A year ago last Friday, the last 'pre-pandemic' CLO was priced in Europe, Credit Suisse Asset Management’s Madison Park Euro Funding XV. The pricing wasn’t pretty, at least compared to the levels that prevailed just a couple of weeks before, but arranger Citi got the bonds away, somehow.
A week after that, there was no hope at all of doing a deal. Prices plunged in subordinated tranches and equity, traders put in hefty margin calls on repo positions, and the market clanged shut. Managers and banks butted heads over warehouse terms, with some choosing to close down facilities, and others agreeing to waive triggers and restrictions in the hope of recovery down the road.
While painful and, at times, scary, the slow rebuild since has encouraged CLO issuance in new directions, and matured the market.
In both European and US deals, managers have sought urgent fixes to their abilities to play in distressed situations — allowing CLO investors to participate alongside funds in new money injections or workout facilities, and levelling the playing field between different loan investor types.
This could have happened at any time since the market reopened after the 2008-09 financial crisis but it didn’t.
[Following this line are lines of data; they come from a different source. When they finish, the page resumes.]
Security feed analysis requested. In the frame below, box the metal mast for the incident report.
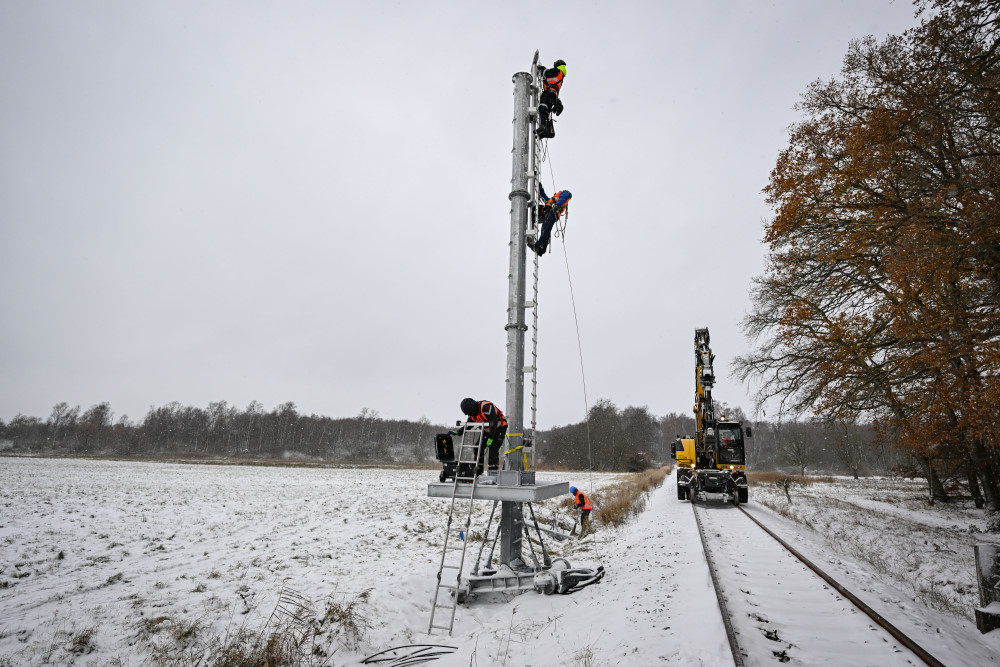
[504,72,532,470]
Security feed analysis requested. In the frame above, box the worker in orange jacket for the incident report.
[569,486,593,538]
[527,183,573,256]
[535,60,566,139]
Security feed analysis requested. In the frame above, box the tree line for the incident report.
[737,0,1000,511]
[0,401,444,462]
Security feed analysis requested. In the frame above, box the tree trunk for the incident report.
[916,456,948,502]
[965,468,986,509]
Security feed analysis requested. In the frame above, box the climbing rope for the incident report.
[542,140,604,576]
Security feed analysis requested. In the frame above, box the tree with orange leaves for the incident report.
[737,0,1000,511]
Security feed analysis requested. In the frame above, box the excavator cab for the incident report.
[716,423,747,467]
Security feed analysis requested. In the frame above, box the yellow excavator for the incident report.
[670,328,753,505]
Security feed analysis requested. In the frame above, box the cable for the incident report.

Low interest rates and low default rates meant few managers saw a need to make a change, and adhering to precedent in deal documentation took priority — CLOs had always been done this way and always would be.
Bankruptcies from Deluxe Entertainment and Acosta in late 2019 focused managers’ minds on the problem, but only the expected wave of restructurings to come among leveraged borrowers once the pandemic hit prompted a wholesale review of structures and limits on new money distressed financing.
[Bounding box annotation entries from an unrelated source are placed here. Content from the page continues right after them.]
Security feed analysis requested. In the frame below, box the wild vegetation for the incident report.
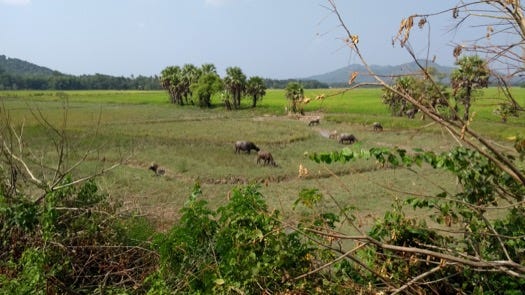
[0,0,525,294]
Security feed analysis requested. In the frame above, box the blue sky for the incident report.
[0,0,458,79]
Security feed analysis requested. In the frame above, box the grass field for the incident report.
[0,88,525,229]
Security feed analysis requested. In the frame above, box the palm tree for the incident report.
[191,72,222,108]
[450,55,490,121]
[224,67,246,108]
[285,82,304,113]
[245,76,266,108]
[181,64,200,103]
[200,64,217,74]
[160,66,183,105]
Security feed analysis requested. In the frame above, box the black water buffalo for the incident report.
[148,163,166,176]
[372,122,383,131]
[308,118,321,126]
[257,151,277,166]
[328,130,339,139]
[405,109,419,119]
[235,141,260,154]
[339,133,357,144]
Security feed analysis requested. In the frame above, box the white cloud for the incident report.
[205,0,234,6]
[0,0,31,6]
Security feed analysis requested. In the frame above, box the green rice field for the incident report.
[0,88,525,229]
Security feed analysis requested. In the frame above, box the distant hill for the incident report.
[303,61,455,85]
[0,55,61,77]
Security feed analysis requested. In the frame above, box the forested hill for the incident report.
[0,55,161,90]
[0,55,61,76]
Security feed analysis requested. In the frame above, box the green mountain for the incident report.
[0,55,61,77]
[304,61,455,86]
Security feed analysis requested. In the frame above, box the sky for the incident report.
[0,0,466,79]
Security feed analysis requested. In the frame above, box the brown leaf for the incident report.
[348,72,359,85]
Other innovations also followed. In Europe, the pandemic opened the way to the first print and sprint deal, Fair Oaks III, where the manager issues liabilities without first building up assets in a warehouse. Once the CLO debt is out in the market, the sprint to purchase assets follows.
Greater loan trading activity last year — and a secondary market that was mostly still trading below par — helped give a supportive backdrop for the issue, which, admittedly, has not exactly been followed by a flood of imitators. But still, the structure is common enough in the US, and there was no fundamental reason it couldn’t work in Europe, if a manager were bold enough to move first.
Fair Oaks also pioneered using delayed draw tranches — those included in the docs but not the deal so they can be printed at a later stage if desired — to ease the cost of getting a deal away while mezzanine markets were still disrupted. Necessity proved the mother of invention when the pandemic struck: Fair Oaks only had one euro CLO outstanding, so had little capacity to participate in the recovering loan market without bringing in more assets. More established managers with multiple vehicles in their reinvestment periods could play it safer.
But again, it was new and important. Palmer Square, noted for its unusual approach of executing static CLOs — those with fixed collateral throughout the life of the deal — brought the structure to Europe. Investor certainty about the asset pool usually means tighter pricing.
More innovations followed. Several firms are competing to push the boundaries of ESG investing in CLOs, trying to balance rigorous portfolio scrutiny and exclusions with maintaining a diverse and flexible asset pool.
Even something as basic as CLO maturities were shaken up, to good purpose, by the pandemic. Standard structures since the reopening of the European market in 2013 had been two years of call protection and four years of reinvestment period, with refi or reset optionality baked in.
But the pandemic pushed investors to look to shorter term assets, with more portfolio certainty, while managers proved reluctant to lock in expensive liabilities for the long term. One year call protection was the typical choice of 2020, with reinvestment periods of two, three or four years. The cookie cutter pre-Covid approach was dead.
Last week, however, Sound Point pushed its reinvestment period out to five years — an entirely new departure for Europe, though again, common in the US. The longer tenor made little difference to pricing, with the tightest triple-A print for three years, and may have helped ensure a strong and diverse book for the equity tranche.
An extra year of reinvestment period is hardly a revolution, but it signals a more mature market, and underlines how the market is using the rebuilding process after the worst of the pandemic to try new approaches and vary long-established structures.
A stronger, deeper, and more diverse market should result, thanks in part to the clean-up that the pandemic chaos spurred.